More walking during work and pleasure in lower childhood SEP groups of the NSHD [33] might be explained by the inclusion of work-related PA as part of the outcome, which can be inversely associated with SEP [9]. Socioeconomic patterns of LTPA that are different to those usually observed in Western countries have been documented in China [81], which could explain the GBCS findings [62]. Other cohort, period and cultural differences might explain some of the between-study heterogeneity.

Implications of findings

Due to heterogeneity in findings, a better understanding of how childhood SEP relates to adult LTPA is required. Future studies should use prospectively ascertained indicators of childhood SEP where this is feasible and examine validated and reliable measures of LTPA. Data from PA monitors could be used in conjunction with questionnaires to derive more holistic LTPA variables that capture parameters such as activity type, energy expenditure and time of day/week that activity is performed [82]. Strategies for maximising participant retention in long-running studies should be considered so as to minimise bias due to loss to follow-up. Within-individual levels of LTPA can vary over time and future research could in addition explore associations with patterns or change in LTPA, as well as different types of LTPA. To better characterise how associations vary by time and place, age, country, cohort and period differences should be formally tested while accounting for methodological differences. Testing hypothesised pathways (Fig. 2) can aid our knowledge of how childhood SEP relates to adult LTPA.

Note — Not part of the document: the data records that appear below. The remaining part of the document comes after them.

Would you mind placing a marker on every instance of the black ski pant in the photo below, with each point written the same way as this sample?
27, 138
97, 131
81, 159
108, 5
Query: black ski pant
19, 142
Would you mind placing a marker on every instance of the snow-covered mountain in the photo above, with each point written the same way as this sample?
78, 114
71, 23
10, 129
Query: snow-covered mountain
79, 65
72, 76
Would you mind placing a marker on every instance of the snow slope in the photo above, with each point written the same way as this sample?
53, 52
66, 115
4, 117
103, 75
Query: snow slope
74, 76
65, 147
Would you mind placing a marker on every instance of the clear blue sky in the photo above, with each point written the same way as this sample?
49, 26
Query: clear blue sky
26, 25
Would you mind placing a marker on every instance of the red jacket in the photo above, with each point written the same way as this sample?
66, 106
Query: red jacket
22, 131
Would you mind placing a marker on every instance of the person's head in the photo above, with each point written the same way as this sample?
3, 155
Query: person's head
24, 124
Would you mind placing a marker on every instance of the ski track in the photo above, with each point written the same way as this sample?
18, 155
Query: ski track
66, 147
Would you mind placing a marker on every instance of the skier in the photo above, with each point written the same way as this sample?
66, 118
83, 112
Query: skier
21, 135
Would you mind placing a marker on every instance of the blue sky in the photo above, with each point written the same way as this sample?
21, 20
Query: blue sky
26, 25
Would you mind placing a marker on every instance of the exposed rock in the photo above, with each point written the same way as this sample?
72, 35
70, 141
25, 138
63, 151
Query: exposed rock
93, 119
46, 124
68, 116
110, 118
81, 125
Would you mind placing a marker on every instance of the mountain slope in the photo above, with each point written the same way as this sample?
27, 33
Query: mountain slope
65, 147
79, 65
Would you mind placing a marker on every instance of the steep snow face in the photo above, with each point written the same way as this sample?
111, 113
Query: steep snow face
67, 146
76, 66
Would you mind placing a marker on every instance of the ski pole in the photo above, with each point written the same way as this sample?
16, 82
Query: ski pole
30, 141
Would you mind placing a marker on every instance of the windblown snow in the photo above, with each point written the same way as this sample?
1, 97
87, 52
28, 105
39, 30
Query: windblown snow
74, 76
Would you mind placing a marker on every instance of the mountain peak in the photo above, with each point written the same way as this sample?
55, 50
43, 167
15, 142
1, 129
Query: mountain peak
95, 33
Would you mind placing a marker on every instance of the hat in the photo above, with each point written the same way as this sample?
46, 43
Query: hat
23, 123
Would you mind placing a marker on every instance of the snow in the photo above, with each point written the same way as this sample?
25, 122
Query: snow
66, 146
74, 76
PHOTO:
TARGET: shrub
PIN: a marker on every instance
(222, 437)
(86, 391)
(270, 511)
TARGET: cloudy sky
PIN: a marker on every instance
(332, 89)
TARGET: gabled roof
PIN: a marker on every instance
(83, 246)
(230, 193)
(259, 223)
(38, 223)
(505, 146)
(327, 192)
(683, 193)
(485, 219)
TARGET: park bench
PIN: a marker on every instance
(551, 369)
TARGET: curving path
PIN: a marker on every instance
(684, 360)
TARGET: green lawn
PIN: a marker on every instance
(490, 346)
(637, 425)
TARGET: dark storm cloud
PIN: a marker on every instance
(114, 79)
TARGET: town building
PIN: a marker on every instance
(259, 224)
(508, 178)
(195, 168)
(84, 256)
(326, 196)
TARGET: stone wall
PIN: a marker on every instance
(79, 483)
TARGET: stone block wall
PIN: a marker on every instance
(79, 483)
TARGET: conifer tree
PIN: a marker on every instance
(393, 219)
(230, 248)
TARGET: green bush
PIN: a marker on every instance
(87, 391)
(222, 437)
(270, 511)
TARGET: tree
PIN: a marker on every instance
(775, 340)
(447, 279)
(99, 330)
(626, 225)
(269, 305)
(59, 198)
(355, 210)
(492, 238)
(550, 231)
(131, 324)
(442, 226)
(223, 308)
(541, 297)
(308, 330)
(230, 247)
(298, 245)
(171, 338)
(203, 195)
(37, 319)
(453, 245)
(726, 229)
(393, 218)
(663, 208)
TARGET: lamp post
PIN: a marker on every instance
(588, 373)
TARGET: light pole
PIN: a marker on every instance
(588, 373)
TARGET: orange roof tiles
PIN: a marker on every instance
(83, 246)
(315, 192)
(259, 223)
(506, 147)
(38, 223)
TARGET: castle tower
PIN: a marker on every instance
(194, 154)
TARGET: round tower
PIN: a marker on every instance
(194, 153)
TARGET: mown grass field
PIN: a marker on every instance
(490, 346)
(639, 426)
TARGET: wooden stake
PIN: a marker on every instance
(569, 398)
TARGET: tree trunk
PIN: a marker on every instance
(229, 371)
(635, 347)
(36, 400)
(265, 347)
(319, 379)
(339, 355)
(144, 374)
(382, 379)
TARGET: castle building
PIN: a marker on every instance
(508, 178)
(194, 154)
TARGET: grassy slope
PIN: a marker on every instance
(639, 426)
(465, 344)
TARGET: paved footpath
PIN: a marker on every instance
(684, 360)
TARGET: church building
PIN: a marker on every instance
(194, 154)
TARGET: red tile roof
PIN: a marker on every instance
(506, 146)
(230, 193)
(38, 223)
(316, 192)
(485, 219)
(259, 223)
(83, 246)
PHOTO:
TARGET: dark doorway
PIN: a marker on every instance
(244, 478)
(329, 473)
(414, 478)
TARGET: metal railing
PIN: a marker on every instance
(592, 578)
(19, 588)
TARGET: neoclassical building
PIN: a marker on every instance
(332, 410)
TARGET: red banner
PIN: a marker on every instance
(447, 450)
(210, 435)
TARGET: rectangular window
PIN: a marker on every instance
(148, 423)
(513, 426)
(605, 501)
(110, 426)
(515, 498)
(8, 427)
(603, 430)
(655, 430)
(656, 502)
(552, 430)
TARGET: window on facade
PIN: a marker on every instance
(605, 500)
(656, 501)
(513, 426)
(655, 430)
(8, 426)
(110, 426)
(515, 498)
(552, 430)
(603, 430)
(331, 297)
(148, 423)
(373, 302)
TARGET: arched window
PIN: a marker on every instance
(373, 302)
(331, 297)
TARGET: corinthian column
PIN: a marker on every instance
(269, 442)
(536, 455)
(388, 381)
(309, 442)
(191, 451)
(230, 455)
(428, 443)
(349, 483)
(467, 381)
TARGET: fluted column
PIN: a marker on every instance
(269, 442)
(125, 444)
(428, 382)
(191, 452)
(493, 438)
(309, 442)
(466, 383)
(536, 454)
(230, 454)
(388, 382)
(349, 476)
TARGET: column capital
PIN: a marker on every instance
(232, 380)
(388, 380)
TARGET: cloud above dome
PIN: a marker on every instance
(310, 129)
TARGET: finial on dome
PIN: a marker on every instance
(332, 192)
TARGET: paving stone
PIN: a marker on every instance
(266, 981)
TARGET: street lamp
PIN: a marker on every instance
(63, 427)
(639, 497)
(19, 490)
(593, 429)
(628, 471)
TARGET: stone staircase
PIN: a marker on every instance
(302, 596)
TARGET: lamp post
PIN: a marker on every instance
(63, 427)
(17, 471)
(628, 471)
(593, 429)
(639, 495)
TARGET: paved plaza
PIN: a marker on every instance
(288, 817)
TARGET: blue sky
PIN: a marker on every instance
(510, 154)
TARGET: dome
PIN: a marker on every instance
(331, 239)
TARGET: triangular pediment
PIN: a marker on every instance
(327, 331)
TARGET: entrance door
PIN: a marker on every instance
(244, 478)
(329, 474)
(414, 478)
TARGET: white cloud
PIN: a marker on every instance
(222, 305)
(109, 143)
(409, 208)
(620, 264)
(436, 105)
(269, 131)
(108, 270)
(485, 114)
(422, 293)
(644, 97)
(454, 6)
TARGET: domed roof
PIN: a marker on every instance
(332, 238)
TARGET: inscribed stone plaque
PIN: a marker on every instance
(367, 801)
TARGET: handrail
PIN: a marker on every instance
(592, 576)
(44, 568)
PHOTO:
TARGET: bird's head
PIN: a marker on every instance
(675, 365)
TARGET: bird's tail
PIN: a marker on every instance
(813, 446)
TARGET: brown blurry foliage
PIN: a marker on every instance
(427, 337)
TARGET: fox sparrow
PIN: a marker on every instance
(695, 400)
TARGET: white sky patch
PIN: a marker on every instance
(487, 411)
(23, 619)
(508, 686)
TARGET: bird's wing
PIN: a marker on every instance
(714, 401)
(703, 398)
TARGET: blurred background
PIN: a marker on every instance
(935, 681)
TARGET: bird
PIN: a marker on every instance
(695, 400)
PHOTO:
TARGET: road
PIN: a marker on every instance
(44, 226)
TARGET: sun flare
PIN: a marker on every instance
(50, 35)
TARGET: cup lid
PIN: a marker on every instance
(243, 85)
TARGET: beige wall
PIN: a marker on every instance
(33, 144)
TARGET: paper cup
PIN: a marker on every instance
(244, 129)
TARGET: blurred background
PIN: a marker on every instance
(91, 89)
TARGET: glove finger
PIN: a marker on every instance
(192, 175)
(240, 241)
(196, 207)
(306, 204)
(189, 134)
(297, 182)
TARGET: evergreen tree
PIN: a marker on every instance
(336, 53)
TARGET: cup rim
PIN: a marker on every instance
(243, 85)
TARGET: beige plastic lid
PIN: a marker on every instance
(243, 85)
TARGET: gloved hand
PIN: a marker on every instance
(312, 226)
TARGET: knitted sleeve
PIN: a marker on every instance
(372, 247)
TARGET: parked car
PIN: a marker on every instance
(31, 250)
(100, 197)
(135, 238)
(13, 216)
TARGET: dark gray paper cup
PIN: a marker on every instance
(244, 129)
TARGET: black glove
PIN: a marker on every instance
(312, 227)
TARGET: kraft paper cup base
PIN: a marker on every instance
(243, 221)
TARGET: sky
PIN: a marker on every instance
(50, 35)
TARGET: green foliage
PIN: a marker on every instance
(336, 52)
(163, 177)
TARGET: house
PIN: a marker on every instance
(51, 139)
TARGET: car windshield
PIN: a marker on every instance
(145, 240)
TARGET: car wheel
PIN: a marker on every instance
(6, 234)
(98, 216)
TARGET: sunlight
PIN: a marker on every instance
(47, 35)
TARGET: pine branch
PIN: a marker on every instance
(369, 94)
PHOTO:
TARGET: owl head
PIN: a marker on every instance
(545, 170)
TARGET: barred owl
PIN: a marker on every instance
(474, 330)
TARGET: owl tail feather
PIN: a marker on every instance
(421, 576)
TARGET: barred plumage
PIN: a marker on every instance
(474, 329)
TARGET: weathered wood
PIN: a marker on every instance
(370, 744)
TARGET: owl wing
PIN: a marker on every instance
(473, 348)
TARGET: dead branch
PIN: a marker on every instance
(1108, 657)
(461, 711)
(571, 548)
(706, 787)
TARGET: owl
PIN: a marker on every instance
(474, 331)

Despite the inconsistencies described, childhood socioeconomic circumstances can influence health throughout life and interventions to improve them will likely lead to additional benefits besides increased adult LTPA. As well as improving early life circumstances, intervening to promote adult LTPA could be one means to cut the link between a disadvantaged childhood SEP and poor adult health. Effectively promoting adult LTPA amongst those disadvantaged in childhood may in turn require a better understanding of the mechanisms linking childhood disadvantage to adult LTPA.

Strengths and limitations of the review

Strengths of this review are the systematic process followed to locate and extract data from eligible studies and the searching of multiple databases and reference lists. Independently working researchers helped reduce the potential for errors in study screening, data extraction and quality assessment. Limitations include search restrictions to English language and to journal publications, which may introduce publication bias. The fact that presented results were not sufficiently comparable to be combined in a meta-analysis could be considered a limitation and this also meant we could not formally assess publication bias. However, the inclusion of all studies even where the review’s question was not the primary aim, and the findings of no association between childhood SEP and adult LTPA in 13 studies suggests publication bias is unlikely.

Conclusions

This systematic review found evidence of an association between a less advantaged SEP in childhood and less frequent LTPA in adults (particularly among women and in UK cohorts) but considerable heterogeneity between studies was detected. Future studies should examine more detailed measures of LTPA, investigate underlying pathways and explore country differences. The findings suggest the need to provide additional opportunities and support to enable children from socioeconomically disadvantaged backgrounds to develop and maintain more active leisure pursuits and participate in sports and exercise across life.